Marco Fava (b.1978) is an architect and photographer from Italy. His documentary-style photography mostly revolves around urban/suburban landscapes and transitional spaces to manifest their dialogue with human presence and activities. His images do not portray any physical human character in the frame, and rather draw viewers’ attention to whatever hints at mankind’s paradoxical relationship with its environment. His objective in photography seems to absorb and engage the viewers in an extraordinarily ordinary landscape that deserves our attention for its raw beauty.
The images in this feature are selected from his series ‘Separation’ and ‘Marginal Passages’. More from Marco Fava in the interview below:
Please tell us about yourself.
I live in Piacenza, a small city in north Italy and I work as a freelance architect.
How did you get into photography?
I started photographing when I was teenager in an occasional way and without any precise aim. It was only during university studies that my passion became deeper and I started to take pictures with clearer ideas and in a constant way.

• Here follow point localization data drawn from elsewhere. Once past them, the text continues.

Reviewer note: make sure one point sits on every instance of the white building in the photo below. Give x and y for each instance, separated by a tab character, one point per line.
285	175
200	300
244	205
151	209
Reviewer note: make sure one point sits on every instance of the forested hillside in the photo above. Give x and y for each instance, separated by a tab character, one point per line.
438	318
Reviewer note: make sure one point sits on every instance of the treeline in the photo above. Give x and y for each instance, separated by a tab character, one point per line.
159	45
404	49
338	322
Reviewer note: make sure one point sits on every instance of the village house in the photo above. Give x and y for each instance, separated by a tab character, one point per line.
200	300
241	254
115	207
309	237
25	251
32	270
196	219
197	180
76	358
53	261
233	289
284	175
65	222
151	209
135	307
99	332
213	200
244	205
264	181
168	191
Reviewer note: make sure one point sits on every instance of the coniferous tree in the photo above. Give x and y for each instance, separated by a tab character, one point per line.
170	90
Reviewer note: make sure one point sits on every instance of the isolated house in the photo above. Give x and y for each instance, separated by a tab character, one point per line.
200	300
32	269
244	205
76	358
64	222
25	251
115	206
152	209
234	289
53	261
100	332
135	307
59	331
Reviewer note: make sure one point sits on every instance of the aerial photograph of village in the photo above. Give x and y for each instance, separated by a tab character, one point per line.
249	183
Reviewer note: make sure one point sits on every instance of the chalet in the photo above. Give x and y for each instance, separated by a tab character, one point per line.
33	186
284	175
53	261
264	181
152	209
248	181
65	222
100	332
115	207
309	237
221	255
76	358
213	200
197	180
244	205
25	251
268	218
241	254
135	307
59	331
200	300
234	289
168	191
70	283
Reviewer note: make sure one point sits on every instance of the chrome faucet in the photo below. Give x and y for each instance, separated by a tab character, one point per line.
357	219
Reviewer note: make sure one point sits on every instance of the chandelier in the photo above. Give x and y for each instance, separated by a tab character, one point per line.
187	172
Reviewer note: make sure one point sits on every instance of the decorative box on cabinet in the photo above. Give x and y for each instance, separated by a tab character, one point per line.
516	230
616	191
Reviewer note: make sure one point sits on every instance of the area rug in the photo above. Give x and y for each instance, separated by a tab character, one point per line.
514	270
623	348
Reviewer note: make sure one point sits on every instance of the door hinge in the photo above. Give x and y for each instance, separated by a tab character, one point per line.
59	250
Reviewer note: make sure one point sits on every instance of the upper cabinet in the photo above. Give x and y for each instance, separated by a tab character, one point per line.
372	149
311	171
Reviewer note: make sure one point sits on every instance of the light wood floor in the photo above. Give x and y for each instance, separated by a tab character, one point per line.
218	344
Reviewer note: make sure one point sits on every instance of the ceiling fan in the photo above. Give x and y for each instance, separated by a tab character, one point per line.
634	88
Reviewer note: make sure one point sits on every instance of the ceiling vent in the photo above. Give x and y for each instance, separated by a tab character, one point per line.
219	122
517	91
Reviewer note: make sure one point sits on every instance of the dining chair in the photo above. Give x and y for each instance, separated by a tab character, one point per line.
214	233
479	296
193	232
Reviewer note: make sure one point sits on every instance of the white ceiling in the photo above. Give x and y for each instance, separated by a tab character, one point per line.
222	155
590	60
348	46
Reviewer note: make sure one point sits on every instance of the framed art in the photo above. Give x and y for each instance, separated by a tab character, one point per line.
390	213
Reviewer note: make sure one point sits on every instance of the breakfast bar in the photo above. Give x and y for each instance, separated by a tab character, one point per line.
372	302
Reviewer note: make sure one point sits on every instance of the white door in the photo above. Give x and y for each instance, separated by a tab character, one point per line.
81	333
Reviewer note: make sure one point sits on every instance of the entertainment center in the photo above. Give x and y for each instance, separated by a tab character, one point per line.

How does your being an architect affect/influence your photography?
I think photography and architecture are complementary. There is a very similar approach in thinking about a space in architecture and when you compose a picture - the way you try to figure out how light, geometry, proportions etc. would work.
Do you have an artist statement as a photographer?
The immediate and simple answer is, that taking pictures is my way to dig in my deepest thoughts and a way to solidify them. But, photography also has a sort of ‘therapeutic’ function to me… walking alone with my camera, observing slowly the environment around me - it makes me feel fine and conscious to be a part of ‘something’… can’t explain it exactly.
Your photostream is almost devoid of physical human presence but traits of human activity is captured in a very masterly manner. What’s there in relationship between mankind and its surroundings that you seek to exhibit in your images?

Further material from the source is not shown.